Over time, small-capacity batteries may age faster or even become damaged.
Internal resistance difference problem
Lithium batteries of different capacities typically have different internal resistances. When connected in parallel, the battery with lower internal resistance will carry more current, which may lead to more severe heat generation and even safety issues.
If the internal resistance difference is large, it may also lead to an uneven current distribution inside the battery pack, affecting the performance and lifespan of the entire battery pack.
Consistency problem
Lithium batteries of different capacities may differ during production, such as in electrode materials and manufacturing processes. These differences can lead to inconsistencies in battery performance, such as charge-discharge curves and self-discharge rates. When used in parallel, these inconsistencies may interact, further exacerbating the instability of the battery pack.

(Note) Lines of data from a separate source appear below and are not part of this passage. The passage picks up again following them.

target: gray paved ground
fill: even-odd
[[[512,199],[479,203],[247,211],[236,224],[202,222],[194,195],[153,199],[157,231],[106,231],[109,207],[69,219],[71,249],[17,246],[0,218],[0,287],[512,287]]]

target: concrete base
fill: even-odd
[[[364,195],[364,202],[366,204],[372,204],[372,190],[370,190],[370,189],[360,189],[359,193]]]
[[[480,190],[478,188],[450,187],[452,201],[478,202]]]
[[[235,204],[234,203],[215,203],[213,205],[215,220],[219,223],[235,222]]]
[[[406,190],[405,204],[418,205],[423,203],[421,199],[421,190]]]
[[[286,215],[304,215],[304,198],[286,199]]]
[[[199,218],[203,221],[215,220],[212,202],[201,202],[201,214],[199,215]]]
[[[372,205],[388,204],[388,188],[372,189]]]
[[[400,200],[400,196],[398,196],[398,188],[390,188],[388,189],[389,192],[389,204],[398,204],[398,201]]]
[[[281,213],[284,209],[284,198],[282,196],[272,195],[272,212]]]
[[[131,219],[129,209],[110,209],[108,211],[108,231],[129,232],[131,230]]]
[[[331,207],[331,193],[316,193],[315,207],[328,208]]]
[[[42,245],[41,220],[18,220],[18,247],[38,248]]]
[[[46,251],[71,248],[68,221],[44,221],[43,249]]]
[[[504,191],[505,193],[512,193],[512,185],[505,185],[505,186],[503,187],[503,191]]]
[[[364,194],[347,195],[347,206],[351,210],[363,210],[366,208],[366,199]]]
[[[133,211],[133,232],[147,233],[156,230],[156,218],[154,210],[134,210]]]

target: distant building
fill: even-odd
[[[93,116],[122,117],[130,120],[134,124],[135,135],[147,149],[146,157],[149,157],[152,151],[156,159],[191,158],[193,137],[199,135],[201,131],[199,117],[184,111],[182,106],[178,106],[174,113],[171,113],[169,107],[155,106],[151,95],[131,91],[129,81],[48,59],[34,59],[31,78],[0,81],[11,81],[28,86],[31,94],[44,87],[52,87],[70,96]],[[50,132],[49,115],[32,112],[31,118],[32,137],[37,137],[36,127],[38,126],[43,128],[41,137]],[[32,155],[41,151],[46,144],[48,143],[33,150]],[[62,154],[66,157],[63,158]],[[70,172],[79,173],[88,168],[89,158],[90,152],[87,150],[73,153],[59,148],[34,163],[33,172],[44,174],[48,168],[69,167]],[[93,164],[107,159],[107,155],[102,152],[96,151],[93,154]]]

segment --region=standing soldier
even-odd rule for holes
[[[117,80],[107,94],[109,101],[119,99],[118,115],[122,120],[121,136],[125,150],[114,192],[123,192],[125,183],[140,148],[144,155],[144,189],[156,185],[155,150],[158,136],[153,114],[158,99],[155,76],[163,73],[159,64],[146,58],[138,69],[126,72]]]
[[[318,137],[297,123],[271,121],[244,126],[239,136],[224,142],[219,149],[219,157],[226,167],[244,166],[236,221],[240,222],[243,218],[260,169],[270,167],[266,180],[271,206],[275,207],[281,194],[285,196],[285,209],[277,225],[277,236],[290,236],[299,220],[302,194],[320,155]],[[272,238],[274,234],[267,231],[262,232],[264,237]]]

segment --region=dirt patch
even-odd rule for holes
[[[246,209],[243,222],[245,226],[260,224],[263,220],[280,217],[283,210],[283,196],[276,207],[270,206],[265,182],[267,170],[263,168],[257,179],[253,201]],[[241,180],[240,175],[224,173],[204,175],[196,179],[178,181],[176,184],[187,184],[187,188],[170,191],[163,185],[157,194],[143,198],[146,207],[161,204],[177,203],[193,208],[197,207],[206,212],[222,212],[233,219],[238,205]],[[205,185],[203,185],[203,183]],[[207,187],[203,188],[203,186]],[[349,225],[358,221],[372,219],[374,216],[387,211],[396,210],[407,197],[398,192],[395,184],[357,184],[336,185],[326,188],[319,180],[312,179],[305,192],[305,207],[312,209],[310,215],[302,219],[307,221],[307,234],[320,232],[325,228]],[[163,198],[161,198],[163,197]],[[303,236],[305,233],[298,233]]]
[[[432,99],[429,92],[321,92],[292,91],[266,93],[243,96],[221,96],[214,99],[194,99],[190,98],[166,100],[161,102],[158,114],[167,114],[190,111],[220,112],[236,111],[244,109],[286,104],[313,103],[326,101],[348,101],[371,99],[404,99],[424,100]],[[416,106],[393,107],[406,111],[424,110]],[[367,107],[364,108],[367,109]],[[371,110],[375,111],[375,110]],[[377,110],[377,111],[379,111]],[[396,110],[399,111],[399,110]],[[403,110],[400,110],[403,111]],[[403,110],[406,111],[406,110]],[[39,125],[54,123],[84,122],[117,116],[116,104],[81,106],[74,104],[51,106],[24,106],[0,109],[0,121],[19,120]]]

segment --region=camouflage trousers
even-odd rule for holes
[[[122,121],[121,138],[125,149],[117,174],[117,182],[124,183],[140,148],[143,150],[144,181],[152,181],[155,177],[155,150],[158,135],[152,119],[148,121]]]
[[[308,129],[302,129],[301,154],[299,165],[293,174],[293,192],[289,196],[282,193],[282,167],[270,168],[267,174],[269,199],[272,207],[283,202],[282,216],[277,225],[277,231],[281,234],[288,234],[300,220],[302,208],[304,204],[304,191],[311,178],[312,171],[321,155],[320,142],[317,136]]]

Misconceptions about Parallel Use of Lithium Batteries The booming development of new energy vehicles has driven the rapid progress of the lithium battery industry. Today, lithium batteries are widely used not only in passenger electric vehicles but also in electric forklifts, AGVs, and other fields. However, many people have misconceptions about the parallel use of lithium batteries. Today, we will explore this topic in depth.
◉ Parallel principle
When connecting rechargeable batteries in parallel, a crucial principle is that batteries made of different materials must never be mixed. Furthermore, even if the materials are the same, multiple rounds of charge-discharge screening are necessary to ensure that the voltage differences between the selected batteries are controlled within a minimal range before parallel connection. Otherwise, not only will the battery pack's performance be compromised, but its lifespan will also be significantly shortened.

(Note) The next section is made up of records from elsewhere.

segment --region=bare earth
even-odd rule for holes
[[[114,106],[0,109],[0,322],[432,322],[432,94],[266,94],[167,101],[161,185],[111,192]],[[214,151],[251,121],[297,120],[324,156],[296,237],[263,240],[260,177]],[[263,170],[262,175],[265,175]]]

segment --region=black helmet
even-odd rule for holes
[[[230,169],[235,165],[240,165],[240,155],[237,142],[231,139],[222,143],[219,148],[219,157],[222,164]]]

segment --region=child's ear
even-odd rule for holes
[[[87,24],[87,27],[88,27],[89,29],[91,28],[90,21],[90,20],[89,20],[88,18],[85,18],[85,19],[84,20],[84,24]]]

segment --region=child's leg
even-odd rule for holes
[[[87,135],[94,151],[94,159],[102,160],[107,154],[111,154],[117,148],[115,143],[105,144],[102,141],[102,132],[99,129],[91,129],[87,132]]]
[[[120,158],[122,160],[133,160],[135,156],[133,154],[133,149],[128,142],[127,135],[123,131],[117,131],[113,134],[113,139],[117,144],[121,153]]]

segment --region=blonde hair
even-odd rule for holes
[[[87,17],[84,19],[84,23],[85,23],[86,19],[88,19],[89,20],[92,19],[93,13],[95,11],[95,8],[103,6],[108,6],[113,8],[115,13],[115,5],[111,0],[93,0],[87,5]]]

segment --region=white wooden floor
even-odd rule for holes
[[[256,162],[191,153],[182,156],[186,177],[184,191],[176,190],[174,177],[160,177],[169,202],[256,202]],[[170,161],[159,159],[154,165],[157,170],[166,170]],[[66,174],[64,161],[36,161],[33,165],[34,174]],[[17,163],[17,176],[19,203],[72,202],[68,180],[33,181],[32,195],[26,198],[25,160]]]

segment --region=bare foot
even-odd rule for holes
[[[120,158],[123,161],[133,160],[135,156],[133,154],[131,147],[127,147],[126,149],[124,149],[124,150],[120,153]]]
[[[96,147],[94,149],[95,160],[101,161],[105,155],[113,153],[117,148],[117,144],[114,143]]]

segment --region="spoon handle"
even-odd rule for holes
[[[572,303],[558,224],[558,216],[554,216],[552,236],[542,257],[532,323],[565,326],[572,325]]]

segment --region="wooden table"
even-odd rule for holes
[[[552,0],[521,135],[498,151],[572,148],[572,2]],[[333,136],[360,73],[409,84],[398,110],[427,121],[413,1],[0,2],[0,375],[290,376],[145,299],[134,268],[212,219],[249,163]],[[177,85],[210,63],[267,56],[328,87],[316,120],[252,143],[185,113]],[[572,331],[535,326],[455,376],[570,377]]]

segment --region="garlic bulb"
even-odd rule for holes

Batteries made of different materials, even if they have identical voltages initially, should never be connected in parallel. This is because during charging and discharging, batteries made of different materials exhibit different energy densities and discharge characteristics, leading to voltage inconsistencies. If connected in parallel, the battery with the higher voltage may reverse-charge the battery with the lower voltage, causing severe overheating. Simultaneously, due to differences in residual charge, the charging speeds of the batteries will also differ, potentially causing some batteries to overcharge, leading to a series of problems, and in severe cases, even fire or explosion. Therefore, from a safety and lifespan perspective, batteries made of different materials should never be connected in parallel.

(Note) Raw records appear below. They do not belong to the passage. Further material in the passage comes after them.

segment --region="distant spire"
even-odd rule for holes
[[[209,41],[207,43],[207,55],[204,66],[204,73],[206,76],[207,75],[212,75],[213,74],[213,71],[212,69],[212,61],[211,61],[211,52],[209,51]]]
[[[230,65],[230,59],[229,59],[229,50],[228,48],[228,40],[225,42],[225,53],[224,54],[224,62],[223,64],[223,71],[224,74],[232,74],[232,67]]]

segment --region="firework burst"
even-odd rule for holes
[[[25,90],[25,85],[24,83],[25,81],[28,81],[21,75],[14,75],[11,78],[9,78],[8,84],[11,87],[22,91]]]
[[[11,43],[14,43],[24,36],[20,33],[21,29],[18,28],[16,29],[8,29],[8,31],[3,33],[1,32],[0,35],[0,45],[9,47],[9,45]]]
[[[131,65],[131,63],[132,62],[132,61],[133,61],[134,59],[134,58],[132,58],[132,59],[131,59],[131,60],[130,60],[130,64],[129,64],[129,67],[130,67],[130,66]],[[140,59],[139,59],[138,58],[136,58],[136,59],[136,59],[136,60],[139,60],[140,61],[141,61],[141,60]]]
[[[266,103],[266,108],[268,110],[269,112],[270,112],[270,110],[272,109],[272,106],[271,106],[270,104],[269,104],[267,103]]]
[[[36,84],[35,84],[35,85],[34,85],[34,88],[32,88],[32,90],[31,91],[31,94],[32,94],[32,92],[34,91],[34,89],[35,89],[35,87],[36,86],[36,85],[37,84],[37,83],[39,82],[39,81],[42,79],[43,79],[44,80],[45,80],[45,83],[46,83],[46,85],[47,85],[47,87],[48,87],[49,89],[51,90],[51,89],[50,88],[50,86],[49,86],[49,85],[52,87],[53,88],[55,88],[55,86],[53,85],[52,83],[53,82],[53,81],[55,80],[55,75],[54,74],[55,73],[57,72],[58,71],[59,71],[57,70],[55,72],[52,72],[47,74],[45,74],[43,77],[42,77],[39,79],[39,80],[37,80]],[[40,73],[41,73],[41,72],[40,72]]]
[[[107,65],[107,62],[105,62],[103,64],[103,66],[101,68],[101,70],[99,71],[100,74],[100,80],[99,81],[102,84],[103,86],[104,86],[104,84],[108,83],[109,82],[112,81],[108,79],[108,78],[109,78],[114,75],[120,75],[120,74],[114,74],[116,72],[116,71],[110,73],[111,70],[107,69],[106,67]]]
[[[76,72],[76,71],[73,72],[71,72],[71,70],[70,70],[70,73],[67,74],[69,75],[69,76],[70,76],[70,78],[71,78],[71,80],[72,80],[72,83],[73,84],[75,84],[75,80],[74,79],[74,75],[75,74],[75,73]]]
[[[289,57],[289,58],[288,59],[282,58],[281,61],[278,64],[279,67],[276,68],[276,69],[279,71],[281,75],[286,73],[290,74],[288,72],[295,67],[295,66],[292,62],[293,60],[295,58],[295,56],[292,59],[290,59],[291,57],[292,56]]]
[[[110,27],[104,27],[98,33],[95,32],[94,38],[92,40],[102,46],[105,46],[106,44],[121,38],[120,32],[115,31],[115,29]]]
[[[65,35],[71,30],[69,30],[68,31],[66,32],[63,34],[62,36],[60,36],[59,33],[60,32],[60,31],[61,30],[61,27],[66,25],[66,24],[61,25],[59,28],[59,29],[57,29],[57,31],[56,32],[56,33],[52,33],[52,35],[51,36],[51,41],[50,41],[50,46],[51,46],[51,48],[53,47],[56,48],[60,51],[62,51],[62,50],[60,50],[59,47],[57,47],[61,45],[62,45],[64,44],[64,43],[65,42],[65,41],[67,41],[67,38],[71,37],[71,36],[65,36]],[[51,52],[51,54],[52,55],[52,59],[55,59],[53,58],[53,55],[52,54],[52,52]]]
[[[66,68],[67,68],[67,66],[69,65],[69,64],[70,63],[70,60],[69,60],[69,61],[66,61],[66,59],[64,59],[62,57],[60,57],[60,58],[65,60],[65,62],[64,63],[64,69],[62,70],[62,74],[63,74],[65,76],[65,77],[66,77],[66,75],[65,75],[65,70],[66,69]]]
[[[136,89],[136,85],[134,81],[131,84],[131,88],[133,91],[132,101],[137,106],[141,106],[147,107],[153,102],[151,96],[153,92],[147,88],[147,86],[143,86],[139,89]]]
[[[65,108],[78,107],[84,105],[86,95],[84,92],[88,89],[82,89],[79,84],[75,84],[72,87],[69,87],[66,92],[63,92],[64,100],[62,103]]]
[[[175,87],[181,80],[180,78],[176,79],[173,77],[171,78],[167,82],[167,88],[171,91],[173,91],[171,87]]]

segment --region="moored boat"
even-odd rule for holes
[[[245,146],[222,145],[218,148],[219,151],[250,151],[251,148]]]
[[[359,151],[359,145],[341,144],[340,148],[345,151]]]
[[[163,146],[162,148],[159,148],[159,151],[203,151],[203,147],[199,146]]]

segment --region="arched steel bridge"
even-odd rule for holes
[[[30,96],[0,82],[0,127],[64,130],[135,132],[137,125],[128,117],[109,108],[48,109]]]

◉ Risk of inconsistent battery voltages due to the same material
During battery pack production, manufacturers follow a rigorous screening process to ensure battery quality. They conduct multiple rounds of charge-discharge tests on batteries from the same batch to identify those with inconsistent characteristic curves. After this screening, batteries with essentially the same charge-discharge characteristics are grouped together in series and parallel to form a battery pack, which is then delivered to the user. However, if a battery cell in this pack has a voltage inconsistent with the others, the higher-voltage cell may attempt to charge the lower-voltage cell, causing a rapid rise in temperature in that area and posing a risk of overcharging. Over time, this situation may worsen, leading to performance degradation of the entire battery pack and potentially even causing a safety hazard.